Artists & Illustrators magazine have short listed my Maasai pastel portrait Mister Thinker in their Artist of the Year competition. 4000 entries, 50 short listed, and just 14 in my category, then there’s a public vote element. It’s very encouraging that this has happened, especially as I continue my efforts to raise my profile. It really does feel like the law of attraction. As humans we are always looking for reasons why, we talk of fate, divine intervention, spiritual guidance and so on. Maybe its as simple as…keep going, put yourself out there…and stuff happens.
This is turning out to be one of the best years of my life.
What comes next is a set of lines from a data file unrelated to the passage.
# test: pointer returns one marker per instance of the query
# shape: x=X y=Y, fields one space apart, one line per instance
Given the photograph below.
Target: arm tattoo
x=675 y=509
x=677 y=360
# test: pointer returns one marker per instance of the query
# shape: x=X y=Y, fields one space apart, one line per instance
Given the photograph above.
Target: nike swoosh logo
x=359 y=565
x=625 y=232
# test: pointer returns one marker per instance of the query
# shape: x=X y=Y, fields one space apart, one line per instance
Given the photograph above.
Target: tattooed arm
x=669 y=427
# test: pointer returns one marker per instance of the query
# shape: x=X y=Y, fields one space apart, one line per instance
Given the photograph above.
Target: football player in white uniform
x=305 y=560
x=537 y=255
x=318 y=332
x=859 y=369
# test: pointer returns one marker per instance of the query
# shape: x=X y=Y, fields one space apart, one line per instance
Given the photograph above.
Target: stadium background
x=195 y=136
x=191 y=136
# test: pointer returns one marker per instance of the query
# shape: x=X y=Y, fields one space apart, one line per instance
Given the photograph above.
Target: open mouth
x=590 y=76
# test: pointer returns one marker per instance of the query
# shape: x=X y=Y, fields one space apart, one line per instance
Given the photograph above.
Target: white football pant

Sharing my time, knowledge and enthusiasm for painting is what my Tutoring is all about. We are all learning, all the time. There are very few real ‘Masters’ in the world, and those that are bestowed that title rarely seem to comfortably accept it. When interviewed, they seem confident, assured, and talk of their experience but almost always it seems they make the point that they too are still learning, finding new challenges, looking up to the ‘Masters’ of the past.
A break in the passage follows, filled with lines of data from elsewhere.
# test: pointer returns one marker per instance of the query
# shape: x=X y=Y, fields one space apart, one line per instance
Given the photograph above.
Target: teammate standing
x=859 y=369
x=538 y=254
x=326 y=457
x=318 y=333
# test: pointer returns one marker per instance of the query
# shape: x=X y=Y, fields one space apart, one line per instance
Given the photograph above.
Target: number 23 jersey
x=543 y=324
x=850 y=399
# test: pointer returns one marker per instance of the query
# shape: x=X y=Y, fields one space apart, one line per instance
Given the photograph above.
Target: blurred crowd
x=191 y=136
So what’s my point here? Maybe I am reminding myself that one need not be a master, or even think of oneself as some kind of expert to show others who want to know what you do and how you do it. I have read online diatribes about spreading ‘dangerous practice’ in art, self-important ‘experts’ espousing their views on the poor state of the teaching of traditional technique. They have a good point. But if the feeling they produce around their views promotes that elitist art snobbery and disdain for anyone other than the ‘serious art student’ (the Academic approach, steeped in art history), then I want to stay as far from them as I can. Serious study, traditional practice, years of hard work and dedication -all good as far as I’m concerned. Puffed up, self- important, high and mighty art pricks- no thanks. You suck the joy out of painting and kick the confidence out of many who are just getting past the voice of their inner critic to find that their paintings do have merit. Their creative selves are waking up, and that they are freeing themselves from years of long-held mental obstacles often put there by thoughtless family, friends and terrible art teachers. If this sounds familiar to you – keep painting! You can’t help but improve.
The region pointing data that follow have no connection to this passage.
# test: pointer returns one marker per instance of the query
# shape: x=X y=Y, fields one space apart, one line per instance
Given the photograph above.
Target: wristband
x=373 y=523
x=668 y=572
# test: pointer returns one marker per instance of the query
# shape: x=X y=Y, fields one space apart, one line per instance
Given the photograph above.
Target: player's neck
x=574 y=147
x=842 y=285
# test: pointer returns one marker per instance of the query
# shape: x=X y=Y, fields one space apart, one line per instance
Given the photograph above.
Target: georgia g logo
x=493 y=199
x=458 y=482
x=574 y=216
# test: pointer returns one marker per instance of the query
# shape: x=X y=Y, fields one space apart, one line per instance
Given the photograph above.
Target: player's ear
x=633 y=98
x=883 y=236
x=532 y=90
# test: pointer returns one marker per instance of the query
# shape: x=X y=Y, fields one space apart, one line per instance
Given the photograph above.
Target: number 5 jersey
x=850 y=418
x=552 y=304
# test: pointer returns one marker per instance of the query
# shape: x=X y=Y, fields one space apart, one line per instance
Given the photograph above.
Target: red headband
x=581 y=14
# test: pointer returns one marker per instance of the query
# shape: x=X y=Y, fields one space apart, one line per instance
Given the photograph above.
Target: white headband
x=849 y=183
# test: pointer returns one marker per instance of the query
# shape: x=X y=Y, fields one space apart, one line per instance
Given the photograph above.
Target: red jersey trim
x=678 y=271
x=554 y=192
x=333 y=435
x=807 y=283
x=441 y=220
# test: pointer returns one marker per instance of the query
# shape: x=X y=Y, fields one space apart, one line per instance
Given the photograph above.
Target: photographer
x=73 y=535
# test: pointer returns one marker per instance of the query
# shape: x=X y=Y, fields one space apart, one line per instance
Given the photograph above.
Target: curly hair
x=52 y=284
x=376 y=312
Whether I am tutoring privately, in a workshop or demonstrating for an art group, I always bear in mind that showing someone how you do something is only one way of doing it, and my way may not suit them. I say, try it my way, see if it fits, helps you, provides a key that unlocks a recurring barrier in your work. The feeling I get when someone expresses their gratitude, explains how they have been inspired, and what they like about what I do, is wonderful. Especially rewarding is to see how their work improves following my time spent with them, and I’m pretty much floating above ground if it is clear that a method I showed them takes their subsequent paintings to a new level. They sometimes say, “Thanks to you,” but I always remind them that they painted it. I wasn’t there throughout the time spent painting it. I just helped show them the way.
In these examples, Gemma wanted to achieve a more acurate and realistic likeness. I like the character and expression of the first picture, but she asked for guidance to improve the transference of the image. In this case it is as simple as using a grid. I will see if I can get the finished picture from her.
Over the summer I suddenly took a lot of new commissioned work on. I’m certainly not complaining but it’s pretty challenging given everything else on the go, including the ongoing marketing for my art safaris in Africa. Many of the new commissions are portraits, which is great. Luckily my ‘benefactors’ are all understanding about time scale!